In some examples of the presently disclosed subject matter, the gel forming combination is suitable for forming a combination gel with a total proteins content of between 12 wt % and 30 wt % or any range between 12 wt % and 30 wt %, such as, 12-18 wt %, 14-22 wt %, 16-24 wt %, 18-26 wt %, 20-28 wt %, and 12-25 wt %.

The remainder of material in the combination gel comprises at least water, and may include, in addition to the water, lipids (oils), salts, flavoring agents, colorants, preservation agents, texturizing agents, fibers etc., as acceptable in the food industry.

In some examples of the presently disclosed subject matter, the gel forming combination is suitable for forming a gel upon mixing with an amount of water constituting at least 70% of the total weight of the resulting gel; at times, at least 80% of the weight of the gel.

The gel that can be formed from the gel forming combination has a hardness that can be determined by any means known in the art. In some examples of the presently disclosed subject matter, the gel hardness is determined or determinable in a TPA test involved in compressing a 1.5 cm(cubic) sample of the resulting gel to 50% of its volume, in a two-cycle texture profile analysis test, using a flat compression probe, a trigger force of 0.1 g (the force required to start the compression), a test speed of 60 mm/min (the speed at which the compression is applied) and a retention time of 1 second (the time the sample is held at the compressed state before release). Notably, in the following non-limiting examples, the hardness value presented relates to the value obtained in the first cycle of the TPA test.

In accordance with the presently disclosed subject matter, the gel formed with the gel forming combination has a hardness that is statistically significantly greater than the hardness of a reference gel, the reference gel being either a gel formed from a single protein of the first plant protein or of the second plant protein, or if the gel comprises TVP, as discussed below, the reference gel is one comprising the TVP and a single protein of the first plant protein or of the second plant protein. It is to be appreciated that the term “statistically significantly greater” as used herein, denotes a difference that is considered significant by commonly used statistical tests, such as Student's test, with typical p-value for determining statistical significance being less than 0.05 (p<0.05).

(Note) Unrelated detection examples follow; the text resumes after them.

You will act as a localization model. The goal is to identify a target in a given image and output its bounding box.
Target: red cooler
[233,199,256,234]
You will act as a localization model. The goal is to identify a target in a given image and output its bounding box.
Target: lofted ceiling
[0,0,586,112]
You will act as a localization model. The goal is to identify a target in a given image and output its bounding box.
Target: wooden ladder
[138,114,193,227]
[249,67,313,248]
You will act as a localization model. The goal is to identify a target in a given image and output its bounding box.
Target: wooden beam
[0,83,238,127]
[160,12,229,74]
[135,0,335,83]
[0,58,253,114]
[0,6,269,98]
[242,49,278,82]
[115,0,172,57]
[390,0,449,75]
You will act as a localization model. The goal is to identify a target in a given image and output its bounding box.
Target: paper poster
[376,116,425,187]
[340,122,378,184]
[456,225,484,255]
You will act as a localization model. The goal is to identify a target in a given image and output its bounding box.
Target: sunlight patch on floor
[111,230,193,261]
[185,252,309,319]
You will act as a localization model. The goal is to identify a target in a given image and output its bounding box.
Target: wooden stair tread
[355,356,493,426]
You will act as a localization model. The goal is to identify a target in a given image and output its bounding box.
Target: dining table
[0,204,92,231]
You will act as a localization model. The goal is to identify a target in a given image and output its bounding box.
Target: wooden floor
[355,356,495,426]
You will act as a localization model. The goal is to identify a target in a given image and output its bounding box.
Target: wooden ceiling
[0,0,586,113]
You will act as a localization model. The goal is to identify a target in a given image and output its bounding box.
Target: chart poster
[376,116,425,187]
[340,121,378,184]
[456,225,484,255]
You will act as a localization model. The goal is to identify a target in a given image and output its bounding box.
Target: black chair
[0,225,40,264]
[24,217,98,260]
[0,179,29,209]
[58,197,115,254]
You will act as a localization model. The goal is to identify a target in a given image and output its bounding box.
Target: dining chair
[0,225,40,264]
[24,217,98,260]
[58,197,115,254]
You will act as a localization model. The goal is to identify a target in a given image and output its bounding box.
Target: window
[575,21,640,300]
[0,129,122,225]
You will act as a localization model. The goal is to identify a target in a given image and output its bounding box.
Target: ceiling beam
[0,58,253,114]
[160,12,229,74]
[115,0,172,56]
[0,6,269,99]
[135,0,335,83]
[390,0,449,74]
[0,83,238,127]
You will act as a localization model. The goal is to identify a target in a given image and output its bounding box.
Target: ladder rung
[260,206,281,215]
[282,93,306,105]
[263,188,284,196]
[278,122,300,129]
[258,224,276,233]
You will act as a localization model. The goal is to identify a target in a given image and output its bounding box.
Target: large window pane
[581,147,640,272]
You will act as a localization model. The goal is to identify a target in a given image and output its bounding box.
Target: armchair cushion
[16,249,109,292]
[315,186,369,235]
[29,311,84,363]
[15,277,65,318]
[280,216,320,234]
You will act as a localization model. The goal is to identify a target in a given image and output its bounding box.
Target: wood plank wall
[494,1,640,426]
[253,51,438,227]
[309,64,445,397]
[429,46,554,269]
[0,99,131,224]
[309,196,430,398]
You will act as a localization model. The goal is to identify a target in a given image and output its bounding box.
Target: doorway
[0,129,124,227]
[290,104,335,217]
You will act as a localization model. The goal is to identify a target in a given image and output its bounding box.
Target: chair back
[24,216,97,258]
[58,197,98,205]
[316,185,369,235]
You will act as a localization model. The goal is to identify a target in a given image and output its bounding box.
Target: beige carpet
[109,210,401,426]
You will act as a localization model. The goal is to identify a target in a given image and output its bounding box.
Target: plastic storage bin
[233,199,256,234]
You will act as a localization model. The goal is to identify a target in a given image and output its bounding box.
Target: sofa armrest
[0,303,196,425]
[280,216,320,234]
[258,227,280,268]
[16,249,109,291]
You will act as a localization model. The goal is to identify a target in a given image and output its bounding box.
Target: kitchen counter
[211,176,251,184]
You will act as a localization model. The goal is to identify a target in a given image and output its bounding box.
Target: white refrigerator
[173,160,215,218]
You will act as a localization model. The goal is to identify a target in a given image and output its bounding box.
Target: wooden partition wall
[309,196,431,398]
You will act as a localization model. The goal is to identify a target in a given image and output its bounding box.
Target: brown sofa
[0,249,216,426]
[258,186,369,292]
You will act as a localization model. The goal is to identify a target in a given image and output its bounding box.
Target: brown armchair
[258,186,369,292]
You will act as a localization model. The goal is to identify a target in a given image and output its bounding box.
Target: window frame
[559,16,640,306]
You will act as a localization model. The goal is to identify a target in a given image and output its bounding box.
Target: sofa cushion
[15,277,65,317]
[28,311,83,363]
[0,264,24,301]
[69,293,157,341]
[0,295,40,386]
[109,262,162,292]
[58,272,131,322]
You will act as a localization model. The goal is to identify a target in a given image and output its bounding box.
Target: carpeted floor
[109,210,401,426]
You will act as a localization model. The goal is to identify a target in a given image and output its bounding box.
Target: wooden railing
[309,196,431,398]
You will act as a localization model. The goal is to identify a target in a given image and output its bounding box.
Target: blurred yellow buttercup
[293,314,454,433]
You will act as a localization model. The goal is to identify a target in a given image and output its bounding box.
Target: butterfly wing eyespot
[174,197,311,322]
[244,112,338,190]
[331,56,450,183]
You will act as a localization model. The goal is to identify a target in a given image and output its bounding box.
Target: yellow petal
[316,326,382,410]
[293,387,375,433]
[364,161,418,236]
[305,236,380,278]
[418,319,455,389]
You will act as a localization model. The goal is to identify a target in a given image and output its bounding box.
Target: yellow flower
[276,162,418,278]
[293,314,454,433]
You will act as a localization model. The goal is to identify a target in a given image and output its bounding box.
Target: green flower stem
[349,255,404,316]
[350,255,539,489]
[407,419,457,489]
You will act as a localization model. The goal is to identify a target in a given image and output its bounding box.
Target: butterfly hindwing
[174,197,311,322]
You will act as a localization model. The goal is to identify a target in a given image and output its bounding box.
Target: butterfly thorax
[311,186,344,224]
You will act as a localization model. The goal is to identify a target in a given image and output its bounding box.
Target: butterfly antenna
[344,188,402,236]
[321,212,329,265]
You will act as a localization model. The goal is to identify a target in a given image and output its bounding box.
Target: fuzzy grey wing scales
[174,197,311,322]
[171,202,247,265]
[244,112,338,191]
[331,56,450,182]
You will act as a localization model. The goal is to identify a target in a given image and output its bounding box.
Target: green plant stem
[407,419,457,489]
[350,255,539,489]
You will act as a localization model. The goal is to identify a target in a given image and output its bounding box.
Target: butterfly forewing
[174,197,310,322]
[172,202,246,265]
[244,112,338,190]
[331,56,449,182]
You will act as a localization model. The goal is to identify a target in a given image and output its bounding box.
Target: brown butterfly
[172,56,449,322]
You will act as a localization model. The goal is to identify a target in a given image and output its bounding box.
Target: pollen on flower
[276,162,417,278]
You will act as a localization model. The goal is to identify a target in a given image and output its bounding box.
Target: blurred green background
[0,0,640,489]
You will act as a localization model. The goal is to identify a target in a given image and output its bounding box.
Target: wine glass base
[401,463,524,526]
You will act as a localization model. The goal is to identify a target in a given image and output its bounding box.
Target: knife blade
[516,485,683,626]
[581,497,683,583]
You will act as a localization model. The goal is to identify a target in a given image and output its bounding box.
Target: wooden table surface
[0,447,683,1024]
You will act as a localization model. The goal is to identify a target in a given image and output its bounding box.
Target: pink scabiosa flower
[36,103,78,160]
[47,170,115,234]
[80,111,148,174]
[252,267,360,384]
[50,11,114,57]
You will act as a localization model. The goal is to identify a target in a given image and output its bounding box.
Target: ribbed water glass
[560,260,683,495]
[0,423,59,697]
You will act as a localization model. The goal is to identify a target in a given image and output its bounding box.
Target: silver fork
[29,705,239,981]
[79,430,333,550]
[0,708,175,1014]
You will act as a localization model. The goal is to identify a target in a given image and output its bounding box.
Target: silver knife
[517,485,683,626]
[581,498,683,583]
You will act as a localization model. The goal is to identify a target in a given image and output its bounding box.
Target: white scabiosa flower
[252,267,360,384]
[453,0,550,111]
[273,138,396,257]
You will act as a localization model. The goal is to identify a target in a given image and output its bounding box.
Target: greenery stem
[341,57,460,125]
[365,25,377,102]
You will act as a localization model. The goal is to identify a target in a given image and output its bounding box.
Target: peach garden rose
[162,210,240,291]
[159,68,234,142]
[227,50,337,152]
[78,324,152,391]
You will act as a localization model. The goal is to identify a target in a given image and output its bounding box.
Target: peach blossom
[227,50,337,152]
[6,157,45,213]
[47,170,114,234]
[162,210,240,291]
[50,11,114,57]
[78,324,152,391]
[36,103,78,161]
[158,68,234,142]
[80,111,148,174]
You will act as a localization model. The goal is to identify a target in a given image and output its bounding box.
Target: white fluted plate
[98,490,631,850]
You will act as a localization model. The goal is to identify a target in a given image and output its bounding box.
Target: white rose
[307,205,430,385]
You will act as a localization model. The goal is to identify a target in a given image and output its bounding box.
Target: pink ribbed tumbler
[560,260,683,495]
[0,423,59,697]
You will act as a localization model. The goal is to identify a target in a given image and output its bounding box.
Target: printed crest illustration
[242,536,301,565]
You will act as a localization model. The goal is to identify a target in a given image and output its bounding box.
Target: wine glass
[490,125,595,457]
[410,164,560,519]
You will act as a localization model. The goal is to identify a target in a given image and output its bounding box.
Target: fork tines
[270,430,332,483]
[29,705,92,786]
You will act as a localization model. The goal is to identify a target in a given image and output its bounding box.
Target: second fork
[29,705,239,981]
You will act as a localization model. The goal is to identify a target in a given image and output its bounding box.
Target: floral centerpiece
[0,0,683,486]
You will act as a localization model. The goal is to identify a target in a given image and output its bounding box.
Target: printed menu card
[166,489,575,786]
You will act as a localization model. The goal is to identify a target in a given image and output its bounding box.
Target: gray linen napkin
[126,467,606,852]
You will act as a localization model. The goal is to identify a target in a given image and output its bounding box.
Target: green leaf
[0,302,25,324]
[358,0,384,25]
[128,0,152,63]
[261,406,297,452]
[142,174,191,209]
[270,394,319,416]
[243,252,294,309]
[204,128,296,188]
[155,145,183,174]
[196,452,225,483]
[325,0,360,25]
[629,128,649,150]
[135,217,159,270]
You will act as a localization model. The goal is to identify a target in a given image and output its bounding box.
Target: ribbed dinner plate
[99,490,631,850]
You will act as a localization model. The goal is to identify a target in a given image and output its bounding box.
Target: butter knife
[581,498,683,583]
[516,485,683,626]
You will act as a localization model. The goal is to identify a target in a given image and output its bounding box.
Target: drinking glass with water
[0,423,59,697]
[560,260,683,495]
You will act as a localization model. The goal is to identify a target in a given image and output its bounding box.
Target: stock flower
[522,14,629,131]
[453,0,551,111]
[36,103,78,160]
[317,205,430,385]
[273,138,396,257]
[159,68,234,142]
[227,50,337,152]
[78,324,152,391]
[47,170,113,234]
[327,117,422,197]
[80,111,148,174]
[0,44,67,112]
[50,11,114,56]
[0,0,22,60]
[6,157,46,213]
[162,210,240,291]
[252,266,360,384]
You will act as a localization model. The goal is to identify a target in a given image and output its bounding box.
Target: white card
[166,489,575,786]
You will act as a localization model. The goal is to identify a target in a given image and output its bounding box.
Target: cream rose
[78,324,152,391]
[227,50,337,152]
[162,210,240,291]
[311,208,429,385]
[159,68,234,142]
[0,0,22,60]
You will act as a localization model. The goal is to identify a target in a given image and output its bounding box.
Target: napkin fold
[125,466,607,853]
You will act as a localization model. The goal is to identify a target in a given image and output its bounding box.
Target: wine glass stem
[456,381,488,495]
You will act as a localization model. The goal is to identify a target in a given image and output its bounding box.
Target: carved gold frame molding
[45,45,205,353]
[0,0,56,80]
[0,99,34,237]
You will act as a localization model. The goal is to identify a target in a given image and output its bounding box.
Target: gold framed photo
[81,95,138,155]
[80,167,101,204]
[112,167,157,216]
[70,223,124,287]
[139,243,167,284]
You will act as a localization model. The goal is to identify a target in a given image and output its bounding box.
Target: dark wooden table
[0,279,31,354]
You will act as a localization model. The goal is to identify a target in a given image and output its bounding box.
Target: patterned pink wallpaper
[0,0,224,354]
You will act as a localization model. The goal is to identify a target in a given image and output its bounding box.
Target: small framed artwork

The present disclosure also provides, in accordance with a second of its aspects, a textured vegetable protein that is modified with the gel forming combination according to the presently disclosed first aspect.

Specifically, there is also provided a modified texturized vegetable protein (TVP).

In the context of the presently disclosed subject matter, the term “modified TVP” encompasses TVP, as known in the art, that is combined/blended with the presently disclosed gel forming combination.

Thus, the disclosed modified TVP comprises TVP blended with the presently disclosed gel forming combination, the gel forming combination comprises, as defined and described hereinabove, a first plant protein and a second plant protein, the first plant protein comprises or is selected from the group consisting of potato protein and patatin and combination of same and the second plant protein comprises one or more proteins other than potato protein or patatin; wherein a combination gel, thermally produced from the modified TVP and water, has a hardness that is statistically significantly greater than a hardness of (i) TVP gel formed from a same amount of TVP without said gel forming combination; and/or (ii) TVP gel formed from a same amount of TVP and a single plant protein out of the first plant protein or second plant protein, the amount of the single plant protein being identical to the total amount of proteins in the gel forming combination.

The gel forming combination in the modified TVP has the same meaning and definitions as provided in connection with the first aspect of the present disclosure, and therefore, it is to be understood that all definitions provided with respect to the presently disclosed first aspect, also apply to the modified TVP, according to the presently disclosed second aspect.